一、背景
服务运行一段时间后(大概7天),hbase写入和读取报错,错误描述为:重试次数耗尽,原因是因为正在重新认证且失败了,不能接受请求。之前同事是使用crontab定时重启临时解决,自己刚好有空帮忙看看。
org.apache.hadoop.hbase.client.RetriesExhaustedException: Failed after attempts=2, exceptions:
Tue Feb 23 15:49:17 CST 2021, RpcRetryingCaller{globalStartTime=1614066557307, pause=100, maxAttempts=2}, javax.security.sasl.SaslException: Call to hadoopxxx8.xxx.com/192.168.xx.xx:16020 failed on local exception: javax.security.sasl.SaslException: GSS initiate failed [Caused by GSSException: No valid credentials provided (Mechanism level: Failed to find any Kerberos tgt)] [Caused by javax.security.sasl.SaslException: GSS initiate failed [Caused by GSSException: No valid credentials provided (Mechanism level: Failed to find any Kerberos tgt)]]
Tue Feb 23 15:49:17 CST 2021, RpcRetryingCaller{globalStartTime=1614066557307, pause=100, maxAttempts=2}, java.io.IOException: Call to hadoopxxx.xxx.com/192.168.xx.xx:16020 failed on local exception: java.io.IOException: Can not send request because relogin is in progress.
at org.apache.hadoop.hbase.client.RpcRetryingCallerImpl.callWithRetries(RpcRetryingCallerImpl.java:145)

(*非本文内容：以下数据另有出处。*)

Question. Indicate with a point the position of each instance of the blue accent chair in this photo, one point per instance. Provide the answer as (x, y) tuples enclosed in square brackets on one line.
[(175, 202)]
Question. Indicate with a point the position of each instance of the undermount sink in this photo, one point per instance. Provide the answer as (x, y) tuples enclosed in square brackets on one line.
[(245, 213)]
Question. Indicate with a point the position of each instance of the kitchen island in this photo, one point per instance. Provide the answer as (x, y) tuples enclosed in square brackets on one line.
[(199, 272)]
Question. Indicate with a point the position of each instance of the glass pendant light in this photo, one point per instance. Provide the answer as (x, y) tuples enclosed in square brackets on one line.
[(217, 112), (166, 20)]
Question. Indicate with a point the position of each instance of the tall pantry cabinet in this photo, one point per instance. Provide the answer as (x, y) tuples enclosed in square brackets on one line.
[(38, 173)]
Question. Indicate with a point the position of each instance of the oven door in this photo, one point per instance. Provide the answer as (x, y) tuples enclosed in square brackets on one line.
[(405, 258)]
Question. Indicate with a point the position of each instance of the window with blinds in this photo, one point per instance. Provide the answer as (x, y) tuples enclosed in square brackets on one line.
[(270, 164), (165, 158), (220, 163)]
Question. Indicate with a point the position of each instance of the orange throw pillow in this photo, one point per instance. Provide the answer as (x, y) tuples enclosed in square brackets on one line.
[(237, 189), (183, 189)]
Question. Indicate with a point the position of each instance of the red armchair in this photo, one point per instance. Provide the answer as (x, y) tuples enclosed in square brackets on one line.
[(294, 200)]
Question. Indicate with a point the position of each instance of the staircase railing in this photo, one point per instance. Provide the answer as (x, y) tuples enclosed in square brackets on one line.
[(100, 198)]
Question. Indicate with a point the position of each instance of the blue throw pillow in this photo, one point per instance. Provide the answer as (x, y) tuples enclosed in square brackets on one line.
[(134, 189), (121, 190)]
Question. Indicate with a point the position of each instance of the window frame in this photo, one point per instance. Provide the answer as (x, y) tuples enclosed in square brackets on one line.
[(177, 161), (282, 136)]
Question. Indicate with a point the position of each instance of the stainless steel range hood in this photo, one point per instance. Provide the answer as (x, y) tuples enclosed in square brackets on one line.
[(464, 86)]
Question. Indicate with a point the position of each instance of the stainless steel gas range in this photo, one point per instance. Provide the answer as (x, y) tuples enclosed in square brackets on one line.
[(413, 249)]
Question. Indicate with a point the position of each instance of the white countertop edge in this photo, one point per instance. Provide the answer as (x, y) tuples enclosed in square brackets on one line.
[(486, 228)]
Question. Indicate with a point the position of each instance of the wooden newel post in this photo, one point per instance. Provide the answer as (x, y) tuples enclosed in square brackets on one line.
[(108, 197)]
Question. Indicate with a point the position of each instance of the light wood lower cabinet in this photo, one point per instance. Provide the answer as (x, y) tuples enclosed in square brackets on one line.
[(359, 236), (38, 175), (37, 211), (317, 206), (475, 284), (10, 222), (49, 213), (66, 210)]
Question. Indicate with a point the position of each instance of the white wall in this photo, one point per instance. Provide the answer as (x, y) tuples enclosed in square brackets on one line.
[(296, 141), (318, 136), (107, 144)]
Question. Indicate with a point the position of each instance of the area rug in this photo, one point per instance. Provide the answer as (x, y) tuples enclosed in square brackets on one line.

at org.apache.hadoop.hbase.client.ResultBoundedCompletionService$QueueingFuture.run(ResultBoundedCompletionService.java:80)
at java.util.concurrent.ThreadPoolExecutor.runWorker(ThreadPoolExecutor.java:1149)
at java.util.concurrent.ThreadPoolExecutor$Worker.run(ThreadPoolExecutor.java:624)
at java.lang.Thread.run(Thread.java:748)
Caused by: java.io.IOException: Call to hadoopxxx.xxx.com/192.168.xx.xx:16020 failed on local exception: java.io.IOException: Can not send request because relogin is in progress.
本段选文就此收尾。